I especially think it is good to feed our little folks because little plants are just now setting up shop and their root systems are limited. Also, the roots have just barely begun to set up the necessary symbiotic relationships that are a makor source of food in natural grows.

Fertilizer water is easily absorbed into the plant without the plant having to work for it's food.

I say go for it. You can see if the seedlings are getting too much food by the way they look. The leaves can look green but have dried out patches appear in the middle of the leaf (the dried out patches can be green). or the edges of the leaves can look crispy, and by that I mean a little brown. So if that happens, then give water for a couple of days and start the fertilizer after that but use a little less until the plant gets growing again.

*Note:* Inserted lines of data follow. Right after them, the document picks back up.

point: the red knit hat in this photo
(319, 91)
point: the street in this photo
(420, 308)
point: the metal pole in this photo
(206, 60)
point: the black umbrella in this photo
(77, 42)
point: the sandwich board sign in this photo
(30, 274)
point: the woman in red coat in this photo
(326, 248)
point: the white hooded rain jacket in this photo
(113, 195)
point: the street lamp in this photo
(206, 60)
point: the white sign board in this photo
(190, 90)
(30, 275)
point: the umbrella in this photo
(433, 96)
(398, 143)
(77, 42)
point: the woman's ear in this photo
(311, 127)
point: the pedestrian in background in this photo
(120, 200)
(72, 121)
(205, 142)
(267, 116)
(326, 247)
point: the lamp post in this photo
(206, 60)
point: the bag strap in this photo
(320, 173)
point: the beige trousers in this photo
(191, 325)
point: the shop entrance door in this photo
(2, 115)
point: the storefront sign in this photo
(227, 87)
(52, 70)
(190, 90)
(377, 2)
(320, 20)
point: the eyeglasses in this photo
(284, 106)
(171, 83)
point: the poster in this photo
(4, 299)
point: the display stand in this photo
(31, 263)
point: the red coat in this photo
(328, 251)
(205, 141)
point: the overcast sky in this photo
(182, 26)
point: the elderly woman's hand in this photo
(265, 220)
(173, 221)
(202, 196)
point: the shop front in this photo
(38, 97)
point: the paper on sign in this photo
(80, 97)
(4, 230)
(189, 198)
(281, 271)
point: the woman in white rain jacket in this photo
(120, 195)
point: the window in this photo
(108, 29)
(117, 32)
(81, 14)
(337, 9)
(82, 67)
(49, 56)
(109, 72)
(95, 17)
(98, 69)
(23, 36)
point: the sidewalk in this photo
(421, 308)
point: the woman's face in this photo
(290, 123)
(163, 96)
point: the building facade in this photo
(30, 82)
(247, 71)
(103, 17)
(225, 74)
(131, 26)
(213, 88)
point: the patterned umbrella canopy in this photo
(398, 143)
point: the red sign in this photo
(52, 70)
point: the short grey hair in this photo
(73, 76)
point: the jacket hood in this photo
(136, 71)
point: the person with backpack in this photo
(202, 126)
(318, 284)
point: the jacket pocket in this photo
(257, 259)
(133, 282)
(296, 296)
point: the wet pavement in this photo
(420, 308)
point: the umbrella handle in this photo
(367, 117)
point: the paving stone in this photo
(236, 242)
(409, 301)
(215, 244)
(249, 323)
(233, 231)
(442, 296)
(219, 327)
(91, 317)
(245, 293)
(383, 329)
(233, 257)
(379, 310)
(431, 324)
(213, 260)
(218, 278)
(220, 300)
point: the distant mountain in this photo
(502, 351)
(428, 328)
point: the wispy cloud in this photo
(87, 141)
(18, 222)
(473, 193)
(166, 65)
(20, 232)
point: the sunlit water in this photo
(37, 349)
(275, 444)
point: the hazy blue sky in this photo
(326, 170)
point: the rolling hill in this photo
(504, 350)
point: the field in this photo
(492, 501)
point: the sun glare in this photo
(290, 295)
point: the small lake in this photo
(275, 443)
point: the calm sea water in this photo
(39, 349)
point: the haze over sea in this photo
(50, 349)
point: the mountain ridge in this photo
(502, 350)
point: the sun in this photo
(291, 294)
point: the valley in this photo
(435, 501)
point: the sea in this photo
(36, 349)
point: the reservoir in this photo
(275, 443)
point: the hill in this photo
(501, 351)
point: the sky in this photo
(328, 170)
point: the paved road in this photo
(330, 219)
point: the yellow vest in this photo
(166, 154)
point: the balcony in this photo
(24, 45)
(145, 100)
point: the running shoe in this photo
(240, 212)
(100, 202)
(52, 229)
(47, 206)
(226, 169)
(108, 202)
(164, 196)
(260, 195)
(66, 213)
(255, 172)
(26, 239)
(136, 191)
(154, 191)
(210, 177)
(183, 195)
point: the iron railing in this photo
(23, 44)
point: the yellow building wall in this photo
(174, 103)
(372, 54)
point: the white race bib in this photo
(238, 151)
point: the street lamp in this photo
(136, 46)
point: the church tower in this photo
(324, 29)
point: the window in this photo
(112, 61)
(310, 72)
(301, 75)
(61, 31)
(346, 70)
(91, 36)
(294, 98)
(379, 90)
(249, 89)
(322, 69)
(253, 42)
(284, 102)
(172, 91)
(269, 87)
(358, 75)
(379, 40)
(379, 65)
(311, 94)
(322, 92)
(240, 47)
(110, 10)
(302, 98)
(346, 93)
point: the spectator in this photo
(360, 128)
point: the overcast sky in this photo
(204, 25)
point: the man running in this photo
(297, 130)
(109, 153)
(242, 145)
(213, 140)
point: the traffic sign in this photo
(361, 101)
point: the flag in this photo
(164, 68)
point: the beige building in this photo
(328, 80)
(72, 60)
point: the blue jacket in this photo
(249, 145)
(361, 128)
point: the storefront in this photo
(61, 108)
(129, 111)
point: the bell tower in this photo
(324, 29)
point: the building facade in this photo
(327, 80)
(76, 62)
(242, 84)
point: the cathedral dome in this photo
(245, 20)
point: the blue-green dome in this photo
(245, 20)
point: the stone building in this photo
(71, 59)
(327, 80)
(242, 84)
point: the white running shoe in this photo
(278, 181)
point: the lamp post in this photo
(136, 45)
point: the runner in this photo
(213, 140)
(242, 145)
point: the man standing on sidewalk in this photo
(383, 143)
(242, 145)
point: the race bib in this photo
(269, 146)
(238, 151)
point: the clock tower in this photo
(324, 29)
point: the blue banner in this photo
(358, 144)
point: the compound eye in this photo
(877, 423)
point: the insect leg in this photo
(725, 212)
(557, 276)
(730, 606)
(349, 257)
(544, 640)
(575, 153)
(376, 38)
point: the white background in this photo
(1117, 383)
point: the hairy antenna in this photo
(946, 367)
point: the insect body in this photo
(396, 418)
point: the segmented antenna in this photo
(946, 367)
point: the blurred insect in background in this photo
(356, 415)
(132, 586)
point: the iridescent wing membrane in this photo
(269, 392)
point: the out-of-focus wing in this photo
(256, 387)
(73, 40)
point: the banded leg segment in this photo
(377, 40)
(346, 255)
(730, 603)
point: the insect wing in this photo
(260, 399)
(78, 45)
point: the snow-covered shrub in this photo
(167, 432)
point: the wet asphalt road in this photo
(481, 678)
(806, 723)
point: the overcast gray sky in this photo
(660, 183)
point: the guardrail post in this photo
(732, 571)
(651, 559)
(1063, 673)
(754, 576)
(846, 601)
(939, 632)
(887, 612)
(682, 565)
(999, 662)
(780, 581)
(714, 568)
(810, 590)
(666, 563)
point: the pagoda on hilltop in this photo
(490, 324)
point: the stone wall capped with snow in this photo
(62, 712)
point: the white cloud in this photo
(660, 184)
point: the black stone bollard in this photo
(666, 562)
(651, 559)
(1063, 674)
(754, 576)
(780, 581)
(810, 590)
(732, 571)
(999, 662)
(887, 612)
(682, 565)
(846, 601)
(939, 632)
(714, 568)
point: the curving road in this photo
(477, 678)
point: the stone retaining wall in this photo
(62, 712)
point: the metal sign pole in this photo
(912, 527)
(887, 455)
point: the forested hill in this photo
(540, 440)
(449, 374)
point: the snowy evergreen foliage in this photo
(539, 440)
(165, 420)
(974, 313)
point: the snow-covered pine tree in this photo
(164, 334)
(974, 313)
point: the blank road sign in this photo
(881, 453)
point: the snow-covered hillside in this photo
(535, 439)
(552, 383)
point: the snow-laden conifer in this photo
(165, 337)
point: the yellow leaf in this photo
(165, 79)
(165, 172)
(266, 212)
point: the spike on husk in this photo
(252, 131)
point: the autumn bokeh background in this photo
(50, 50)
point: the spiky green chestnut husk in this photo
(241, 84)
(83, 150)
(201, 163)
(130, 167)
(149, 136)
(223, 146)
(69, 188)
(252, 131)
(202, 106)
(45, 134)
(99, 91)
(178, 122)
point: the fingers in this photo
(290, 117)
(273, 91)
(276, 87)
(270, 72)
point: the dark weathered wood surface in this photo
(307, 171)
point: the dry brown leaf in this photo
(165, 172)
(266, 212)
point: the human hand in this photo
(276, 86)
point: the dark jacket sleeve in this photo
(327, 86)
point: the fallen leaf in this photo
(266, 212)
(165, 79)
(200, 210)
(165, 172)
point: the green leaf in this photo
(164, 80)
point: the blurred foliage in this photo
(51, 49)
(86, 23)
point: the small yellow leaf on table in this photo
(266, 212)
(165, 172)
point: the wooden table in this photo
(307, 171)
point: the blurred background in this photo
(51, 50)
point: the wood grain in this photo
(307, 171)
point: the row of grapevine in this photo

and some people have said that nature is the best watering source but this is not true in California. I believe in soaking the soil very well. I soak the whole area and not just by the stalk. If you soak it and let the water disappear and then soak it again then it is good if your soil is well prepared and not just a bunch of clay and rock. Potting soil can be very hard to get wet sometimes. It may take several soakings if you are using jugs. If you have a hose, then it is good to put it on low/trickle for a few hours. and after the hose treatment you can pour on a couple of gallons of fert water. A hose soaking does not need to be done every day but every other day or every third day is okay. And for potting soil I would recommend a mulch. A covering of leaves or sawdust or straw or manure..mulches help the soil to keep from getting all the way dried out. Potting soil that gets all dried out is especially hard to wet again.


----------



## night501 (Jan 1, 2007)

iv always used a half empty beer burried halfway down. i dont know the logic in it but my grandfather was a farmer and he told me that if you use half a can of beer and fill it once a week( 2 depending on evaporation) you should never see one slug


----------



## Cakes (Jan 1, 2007)

They are attracted to it as a food source and fall in and drown.


----------



## mooks0666 (Jan 2, 2007)

Hi guys, 
I went to water the plants today and saw a frog jumping around nearby. Do you think its possible that frogs have been eating the leaves? Because i just noticed today that one of my other plants has had one of its 4 leaves eaten off. 
I'm gonna take some photos of the damage caused to 2 of my 3 plants and post it tomorrow. I'm affraid that one of them is beyond recovery.


----------